Jason G · « **Reply #245 on:** 07 Nov 2007, 07:13:57 am »

Quote

4- Chirp function Block Prefetch, memcpy++ zerocase & 3phase chirp Generic x86 Untested ~?.?%

Took a quick look between school and work, looks like this may be easier than I thought to try. On my configuration the consistantly selected chirping function is the outstanding "sse2_ChirpData_ak". nice one.

The structure is already there for potential 3 phase processing, though it is currently straight SSE2 rendering it vectorised SIMD as far as I can see. The existing prefetch, processing and writing sections are all SSE2, clearly laid out and exhibit the clean crystal vase like 'niceness' quality that make you reluctant to tamper

With few other adaptations, adjusting the prefetch, changing the processing to FPU, and suitably adjusting the streaming writes should do the trick,
... though for the p4 I would like to try to keep the aliasing issue in mind which might just dictate some of the block sizes and order they are processed.

Oh for the weekend

Jason G · « **Reply #246 on:** 07 Nov 2007, 11:05:59 am »

First run of original code [ Will need run more times for baseline though ] : ( Very Nice function already )

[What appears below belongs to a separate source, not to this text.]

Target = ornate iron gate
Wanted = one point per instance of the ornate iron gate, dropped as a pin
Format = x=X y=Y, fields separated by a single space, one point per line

--------------------------------------------------------------------------------------
Testing xN SSE2 Build.

sse2_ChirpData_ak:

NumDataPoints = 1024*1024
test_points = 32768

Timer Frequency in:

Hz = 3579545
MHz = 3.57955
GHz = 0.00358

Start Time = 1585115997106 Ticks
Stop Time = 1585116003199 Ticks

Duration in Ticks = 6093
Duration in seconds = 0.0017021716447

--------------------------------------------------------------------------------------

Inner loop executes 8192 times

_heinz · « **Reply #247 on:** 07 Nov 2007, 11:47:04 am »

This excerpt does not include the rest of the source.